The effects of prolactin receptor blockade in a murine endometriosis interna model.

Endometriosis in an estrogen-dependent disease that is characterized by the presence of endometrial tissue outside the uterine cavity leading to pain and infertility in many affected women. Highly efficient treatment options which create a hypo-estrogenic environment can cause side effects such as hot flushes and bone mass loss that are not favorable for premenopausal women. Previous work has demonstrated that increased local or systemic prolactin seems to be involved in the pathogenesis of endometriosis.

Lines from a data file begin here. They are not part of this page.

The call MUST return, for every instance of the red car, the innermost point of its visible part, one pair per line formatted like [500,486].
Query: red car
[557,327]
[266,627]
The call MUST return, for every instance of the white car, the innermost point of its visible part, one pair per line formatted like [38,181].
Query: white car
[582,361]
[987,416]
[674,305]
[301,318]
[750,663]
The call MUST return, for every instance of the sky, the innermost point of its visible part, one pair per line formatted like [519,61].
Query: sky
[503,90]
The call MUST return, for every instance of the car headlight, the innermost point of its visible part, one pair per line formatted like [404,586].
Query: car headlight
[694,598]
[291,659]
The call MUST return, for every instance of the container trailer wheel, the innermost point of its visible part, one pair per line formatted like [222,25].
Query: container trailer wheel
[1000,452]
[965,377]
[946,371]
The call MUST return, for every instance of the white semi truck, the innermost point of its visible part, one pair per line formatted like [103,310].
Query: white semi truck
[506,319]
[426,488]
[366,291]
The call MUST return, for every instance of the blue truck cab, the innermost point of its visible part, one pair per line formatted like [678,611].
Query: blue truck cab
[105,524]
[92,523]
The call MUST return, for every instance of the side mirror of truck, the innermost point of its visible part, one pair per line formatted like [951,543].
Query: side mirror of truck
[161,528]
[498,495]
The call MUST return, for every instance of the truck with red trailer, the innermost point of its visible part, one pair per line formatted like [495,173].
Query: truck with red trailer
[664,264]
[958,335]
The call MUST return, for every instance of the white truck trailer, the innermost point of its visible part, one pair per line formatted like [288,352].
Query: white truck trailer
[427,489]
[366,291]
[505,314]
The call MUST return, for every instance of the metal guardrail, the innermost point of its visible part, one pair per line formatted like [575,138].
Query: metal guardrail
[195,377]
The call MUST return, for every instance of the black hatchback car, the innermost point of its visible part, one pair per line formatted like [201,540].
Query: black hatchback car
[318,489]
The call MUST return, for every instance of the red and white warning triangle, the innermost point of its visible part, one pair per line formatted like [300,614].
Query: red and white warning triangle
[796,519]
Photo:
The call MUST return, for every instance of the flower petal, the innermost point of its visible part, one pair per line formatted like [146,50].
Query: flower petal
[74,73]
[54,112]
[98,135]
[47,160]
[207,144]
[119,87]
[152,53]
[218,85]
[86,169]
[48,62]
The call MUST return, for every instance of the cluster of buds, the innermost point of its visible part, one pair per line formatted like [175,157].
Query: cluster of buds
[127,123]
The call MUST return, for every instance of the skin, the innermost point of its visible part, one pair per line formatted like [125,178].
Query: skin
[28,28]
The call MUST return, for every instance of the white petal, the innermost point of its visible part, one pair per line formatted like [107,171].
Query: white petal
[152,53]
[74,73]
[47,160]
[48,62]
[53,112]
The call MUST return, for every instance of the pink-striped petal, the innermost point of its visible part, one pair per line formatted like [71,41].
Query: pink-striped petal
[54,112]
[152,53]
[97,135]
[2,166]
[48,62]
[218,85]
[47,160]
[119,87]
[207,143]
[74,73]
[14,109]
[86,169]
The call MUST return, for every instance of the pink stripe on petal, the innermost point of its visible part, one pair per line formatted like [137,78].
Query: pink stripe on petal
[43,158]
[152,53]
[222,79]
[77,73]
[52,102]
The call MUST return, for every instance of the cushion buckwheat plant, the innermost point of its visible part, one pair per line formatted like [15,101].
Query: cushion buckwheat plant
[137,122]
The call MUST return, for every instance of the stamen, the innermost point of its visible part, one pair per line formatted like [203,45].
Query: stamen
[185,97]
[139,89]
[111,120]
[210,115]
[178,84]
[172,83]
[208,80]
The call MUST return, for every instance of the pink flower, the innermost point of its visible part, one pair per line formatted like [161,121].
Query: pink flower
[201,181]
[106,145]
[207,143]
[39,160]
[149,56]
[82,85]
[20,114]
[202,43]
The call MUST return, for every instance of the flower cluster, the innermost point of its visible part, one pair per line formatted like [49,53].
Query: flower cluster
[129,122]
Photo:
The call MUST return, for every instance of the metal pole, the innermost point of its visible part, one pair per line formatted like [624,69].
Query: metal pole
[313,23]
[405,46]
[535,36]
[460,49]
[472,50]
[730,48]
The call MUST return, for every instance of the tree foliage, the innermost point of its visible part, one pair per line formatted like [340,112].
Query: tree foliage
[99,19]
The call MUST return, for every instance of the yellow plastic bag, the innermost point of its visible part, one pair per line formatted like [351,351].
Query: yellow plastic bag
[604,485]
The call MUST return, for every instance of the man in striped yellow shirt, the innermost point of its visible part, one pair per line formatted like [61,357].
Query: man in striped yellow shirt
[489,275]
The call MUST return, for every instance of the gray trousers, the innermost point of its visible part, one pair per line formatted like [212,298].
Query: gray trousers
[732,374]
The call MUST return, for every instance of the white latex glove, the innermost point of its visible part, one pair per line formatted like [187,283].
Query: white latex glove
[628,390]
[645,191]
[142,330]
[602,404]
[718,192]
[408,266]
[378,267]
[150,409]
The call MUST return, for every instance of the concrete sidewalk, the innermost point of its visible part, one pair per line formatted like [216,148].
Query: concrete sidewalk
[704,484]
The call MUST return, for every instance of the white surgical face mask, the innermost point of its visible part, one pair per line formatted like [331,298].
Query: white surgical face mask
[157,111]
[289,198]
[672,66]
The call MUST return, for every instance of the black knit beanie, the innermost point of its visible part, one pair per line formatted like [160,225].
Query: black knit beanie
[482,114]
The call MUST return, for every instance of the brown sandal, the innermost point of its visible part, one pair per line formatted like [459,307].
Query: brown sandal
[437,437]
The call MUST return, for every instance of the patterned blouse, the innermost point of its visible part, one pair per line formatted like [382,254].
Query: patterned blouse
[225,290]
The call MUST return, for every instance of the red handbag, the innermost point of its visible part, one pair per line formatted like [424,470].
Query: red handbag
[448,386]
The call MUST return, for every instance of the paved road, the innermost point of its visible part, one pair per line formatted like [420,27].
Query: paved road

Here we examined two prolactin receptor (PRLR) blocking antibodies in a murine endometriosis interna model which relies on the induction of systemic hyperprolactinemia in female SHN mice. The severity of the disease is determined by the degree of endometrial invasion into the myometrium. In this model, endometriosis was inhibited by clinical gold standards such as progestins and anti-estrogenic approaches. PRLR blockade completely inhibited endometriosis in this mouse model to the same extent as the anti-estrogen faslodex or the GnRH antagonist cetrorelix. In contrast to cetrorelix and faslodex, the PRLR antibodies did not decrease relative uterine weights and were thus devoid of anti-estrogenic effects. We therefore hypothesize that PRLR antibodies may present a novel and highly efficient treatment option for endometriosis with a good safety and tolerability profile. Clinical studies are on the way to test this hypothesis.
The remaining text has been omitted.